Auch soweit die Klägerin geltend macht, eine Bestreitung der Rückforderung aus den laufenden Einnahmen ihres Betriebs lasse befürchten, dass der Geschäftsführer der Klägerin seinen Lebensunterhalt und den seiner Familie nur unter Inanspruchnahme öffentlicher Transferleistungen sichern könne, gilt nichts anderes. Die behauptete Existenzgefährdung wird schon nicht belegt.

2. Besondere rechtliche oder tatsächliche Schwierigkeiten im Sinne des § 124 Abs. 2 Nr. 2 VwGO, die über das in vergleichbaren Fällen übliche Maß hinausgehen und deren Klärung deshalb die Durchführung eines Berufungsverfahrens erfordert, hat die Klägerin nicht aufgezeigt. Der bloße Hinweis auf die zitierte Entscheidung des OVG Münster genügt insoweit nicht.
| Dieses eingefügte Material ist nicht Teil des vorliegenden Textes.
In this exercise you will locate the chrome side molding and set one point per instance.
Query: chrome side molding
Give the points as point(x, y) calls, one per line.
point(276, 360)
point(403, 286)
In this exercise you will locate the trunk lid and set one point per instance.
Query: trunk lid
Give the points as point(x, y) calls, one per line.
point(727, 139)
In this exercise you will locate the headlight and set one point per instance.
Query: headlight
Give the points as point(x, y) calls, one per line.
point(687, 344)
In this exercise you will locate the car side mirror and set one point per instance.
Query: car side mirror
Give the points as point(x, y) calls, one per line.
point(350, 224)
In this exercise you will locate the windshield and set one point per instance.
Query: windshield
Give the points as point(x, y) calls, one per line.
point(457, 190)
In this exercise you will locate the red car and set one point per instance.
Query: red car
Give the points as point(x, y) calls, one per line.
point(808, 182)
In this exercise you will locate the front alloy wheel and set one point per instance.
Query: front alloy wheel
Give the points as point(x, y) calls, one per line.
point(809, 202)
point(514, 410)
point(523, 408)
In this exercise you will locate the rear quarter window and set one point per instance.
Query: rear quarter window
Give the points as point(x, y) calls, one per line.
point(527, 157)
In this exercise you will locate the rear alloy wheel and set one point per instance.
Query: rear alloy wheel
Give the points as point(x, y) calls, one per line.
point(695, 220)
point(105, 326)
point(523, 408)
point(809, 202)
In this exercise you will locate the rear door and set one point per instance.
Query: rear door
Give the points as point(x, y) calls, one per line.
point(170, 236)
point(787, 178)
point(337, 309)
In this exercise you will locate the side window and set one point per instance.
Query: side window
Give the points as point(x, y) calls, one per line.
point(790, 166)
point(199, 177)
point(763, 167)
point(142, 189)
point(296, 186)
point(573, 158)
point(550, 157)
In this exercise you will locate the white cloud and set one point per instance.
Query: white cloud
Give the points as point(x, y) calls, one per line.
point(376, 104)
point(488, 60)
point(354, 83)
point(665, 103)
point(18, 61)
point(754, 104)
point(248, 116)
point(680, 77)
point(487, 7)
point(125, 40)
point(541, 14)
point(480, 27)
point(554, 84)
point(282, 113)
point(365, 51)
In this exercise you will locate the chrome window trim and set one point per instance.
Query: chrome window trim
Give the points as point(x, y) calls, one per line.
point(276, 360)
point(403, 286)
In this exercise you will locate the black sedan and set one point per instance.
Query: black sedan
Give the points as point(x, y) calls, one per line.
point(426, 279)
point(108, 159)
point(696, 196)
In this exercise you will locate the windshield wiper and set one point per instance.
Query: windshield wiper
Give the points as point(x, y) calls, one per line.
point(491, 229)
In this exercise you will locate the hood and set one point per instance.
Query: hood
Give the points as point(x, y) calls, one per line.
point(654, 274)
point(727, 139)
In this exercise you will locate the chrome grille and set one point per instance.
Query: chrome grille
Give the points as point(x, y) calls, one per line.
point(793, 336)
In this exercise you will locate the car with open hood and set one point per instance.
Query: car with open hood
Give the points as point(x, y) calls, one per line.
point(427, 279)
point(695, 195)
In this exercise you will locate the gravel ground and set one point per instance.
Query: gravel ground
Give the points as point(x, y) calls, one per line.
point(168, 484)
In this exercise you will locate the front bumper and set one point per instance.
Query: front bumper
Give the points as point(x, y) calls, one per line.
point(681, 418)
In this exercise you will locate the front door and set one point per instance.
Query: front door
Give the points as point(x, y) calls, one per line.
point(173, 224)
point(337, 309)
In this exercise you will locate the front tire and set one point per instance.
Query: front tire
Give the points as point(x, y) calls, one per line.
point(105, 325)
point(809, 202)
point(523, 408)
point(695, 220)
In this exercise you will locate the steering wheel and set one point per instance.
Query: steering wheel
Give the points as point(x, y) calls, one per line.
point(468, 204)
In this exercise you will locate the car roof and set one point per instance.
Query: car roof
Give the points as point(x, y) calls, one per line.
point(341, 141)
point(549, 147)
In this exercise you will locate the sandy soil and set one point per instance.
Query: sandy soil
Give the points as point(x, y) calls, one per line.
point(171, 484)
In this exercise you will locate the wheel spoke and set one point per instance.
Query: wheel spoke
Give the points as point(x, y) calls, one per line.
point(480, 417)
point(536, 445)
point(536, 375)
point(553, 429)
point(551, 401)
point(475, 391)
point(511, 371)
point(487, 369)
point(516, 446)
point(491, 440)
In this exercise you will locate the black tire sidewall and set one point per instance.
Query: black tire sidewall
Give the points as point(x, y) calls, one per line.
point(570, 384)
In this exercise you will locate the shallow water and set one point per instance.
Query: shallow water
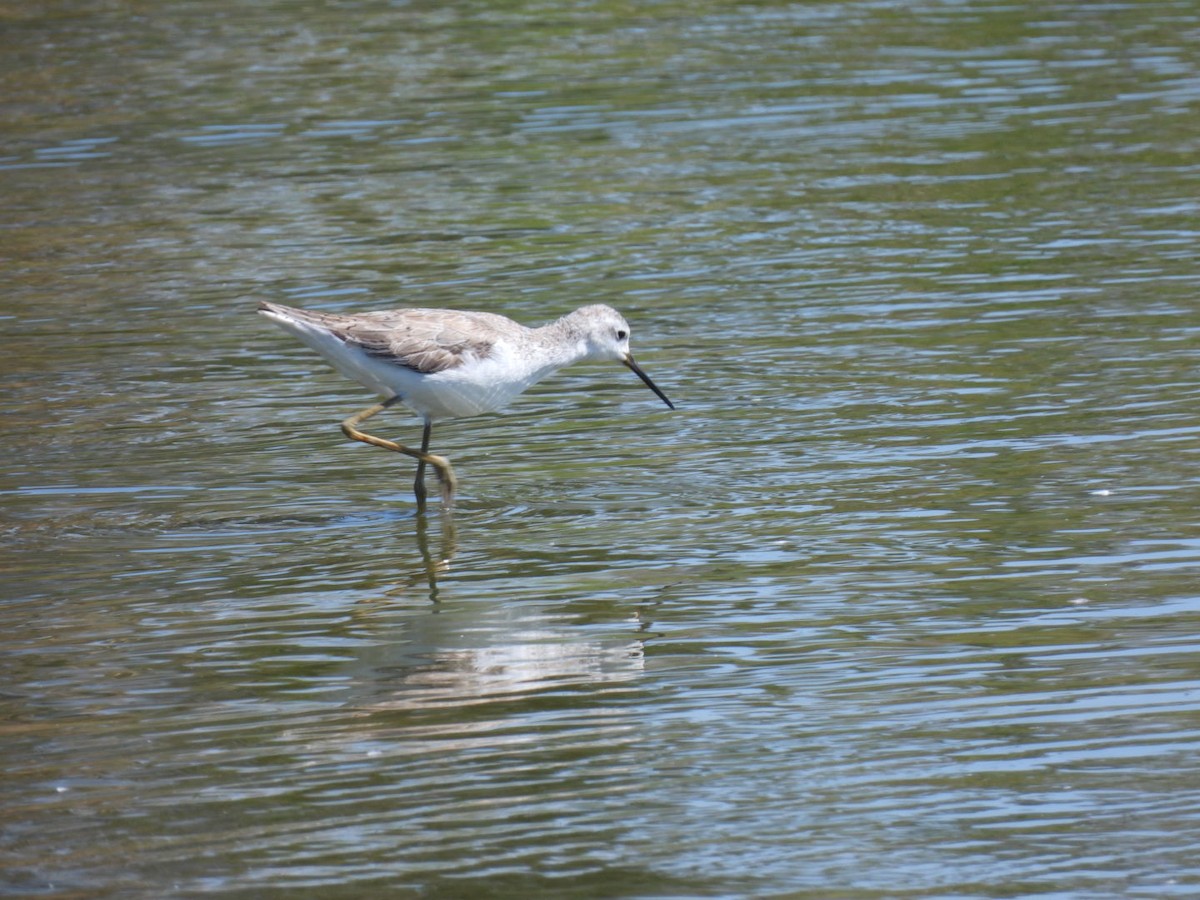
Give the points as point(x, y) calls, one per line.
point(901, 601)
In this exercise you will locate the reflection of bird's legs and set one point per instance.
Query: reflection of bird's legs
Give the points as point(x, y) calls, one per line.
point(441, 465)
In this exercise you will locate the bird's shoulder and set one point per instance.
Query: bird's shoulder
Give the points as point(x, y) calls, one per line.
point(427, 341)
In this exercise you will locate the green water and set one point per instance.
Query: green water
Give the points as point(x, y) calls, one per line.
point(901, 601)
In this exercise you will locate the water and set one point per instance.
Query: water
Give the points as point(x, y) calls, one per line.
point(900, 603)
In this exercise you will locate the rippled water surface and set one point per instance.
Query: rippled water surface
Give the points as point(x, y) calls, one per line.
point(901, 601)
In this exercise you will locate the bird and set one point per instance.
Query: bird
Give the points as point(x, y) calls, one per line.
point(451, 364)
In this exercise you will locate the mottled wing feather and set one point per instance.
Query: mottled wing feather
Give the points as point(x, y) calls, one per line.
point(413, 339)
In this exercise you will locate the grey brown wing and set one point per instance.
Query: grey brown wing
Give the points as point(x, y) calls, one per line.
point(414, 340)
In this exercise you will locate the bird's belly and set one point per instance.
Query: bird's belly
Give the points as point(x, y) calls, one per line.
point(456, 395)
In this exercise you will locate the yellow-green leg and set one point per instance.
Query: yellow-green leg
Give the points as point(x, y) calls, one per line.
point(441, 465)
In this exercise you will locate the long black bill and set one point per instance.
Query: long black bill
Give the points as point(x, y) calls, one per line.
point(637, 370)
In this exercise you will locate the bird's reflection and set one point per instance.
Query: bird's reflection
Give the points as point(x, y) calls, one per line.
point(436, 562)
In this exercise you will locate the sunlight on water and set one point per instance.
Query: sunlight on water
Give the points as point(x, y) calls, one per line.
point(903, 594)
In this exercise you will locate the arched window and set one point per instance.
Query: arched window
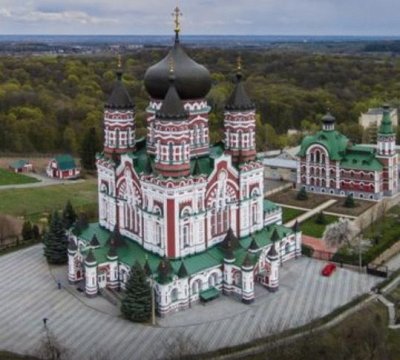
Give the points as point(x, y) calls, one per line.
point(196, 286)
point(174, 295)
point(237, 278)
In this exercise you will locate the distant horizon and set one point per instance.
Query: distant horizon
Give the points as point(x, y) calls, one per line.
point(211, 35)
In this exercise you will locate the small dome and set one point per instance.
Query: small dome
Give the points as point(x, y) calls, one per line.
point(239, 100)
point(119, 98)
point(192, 80)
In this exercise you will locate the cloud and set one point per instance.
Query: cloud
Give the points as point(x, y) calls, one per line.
point(280, 17)
point(66, 17)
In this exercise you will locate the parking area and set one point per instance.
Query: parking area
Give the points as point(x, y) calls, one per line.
point(29, 293)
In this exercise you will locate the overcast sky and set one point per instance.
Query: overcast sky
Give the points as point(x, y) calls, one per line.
point(244, 17)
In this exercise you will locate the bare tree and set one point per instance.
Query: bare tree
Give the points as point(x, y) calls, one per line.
point(340, 232)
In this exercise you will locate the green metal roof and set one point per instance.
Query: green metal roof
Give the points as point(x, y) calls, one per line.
point(386, 127)
point(65, 162)
point(209, 294)
point(270, 206)
point(212, 257)
point(361, 158)
point(334, 142)
point(19, 164)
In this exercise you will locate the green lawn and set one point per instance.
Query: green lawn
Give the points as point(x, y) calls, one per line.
point(311, 228)
point(11, 178)
point(290, 214)
point(34, 202)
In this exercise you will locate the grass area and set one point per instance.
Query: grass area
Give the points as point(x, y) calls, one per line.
point(11, 178)
point(290, 214)
point(288, 197)
point(311, 228)
point(34, 202)
point(361, 206)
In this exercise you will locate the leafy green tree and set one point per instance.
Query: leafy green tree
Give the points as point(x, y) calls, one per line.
point(69, 215)
point(55, 241)
point(136, 305)
point(302, 194)
point(27, 231)
point(89, 147)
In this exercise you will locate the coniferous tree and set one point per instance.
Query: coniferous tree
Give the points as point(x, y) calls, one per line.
point(55, 241)
point(89, 147)
point(27, 231)
point(69, 215)
point(36, 232)
point(349, 202)
point(320, 219)
point(136, 305)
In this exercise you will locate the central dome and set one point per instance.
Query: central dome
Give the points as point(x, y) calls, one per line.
point(192, 80)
3. Eine Zulassung der Berufung wegen grundsätzlicher Bedeutung im Sinne von § 124 Abs. 2 Nr. 3 VwGO kommt nicht in Betracht. Sie scheitert bereits daran, dass die Klägerin keine entscheidungserhebliche Rechts- oder Tatsachenfrage von grundsätzlicher Bedeutung formuliert, die zu ihrer Klärung der Durchführung eines Berufungsverfahrens bedarf. Der Hinweis auf die zitierte Entscheidung des OVG Münster ersetzt eine solche Rechts- oder Tatsachenfrage nicht. Überdies ist weder ersichtlich noch dargelegt, dass das angegriffene Urteil inhaltlich von der Entscheidung des OVG Münster abweicht. Hierzu hätte u.a. dargelegt werden müssen, dass die Entscheidung auf einem Sachverhalt beruht, der mit dem hier gegebenen vergleichbar ist. Auch daran fehlt es.

4. Die Kostenentscheidung folgt aus § 154 Abs. 2 VwGO. Die Streitwertfestsetzung beruht auf § 47 Abs. 1 und 3, § 52 Abs. 1 GKG.

Dieser Beschluss ist unanfechtbar (§ 152 Abs. 1 VwGO, § 68 Abs. 1 Satz 5 in Verbindung mit § 66 Abs. 3 Satz 3 GKG).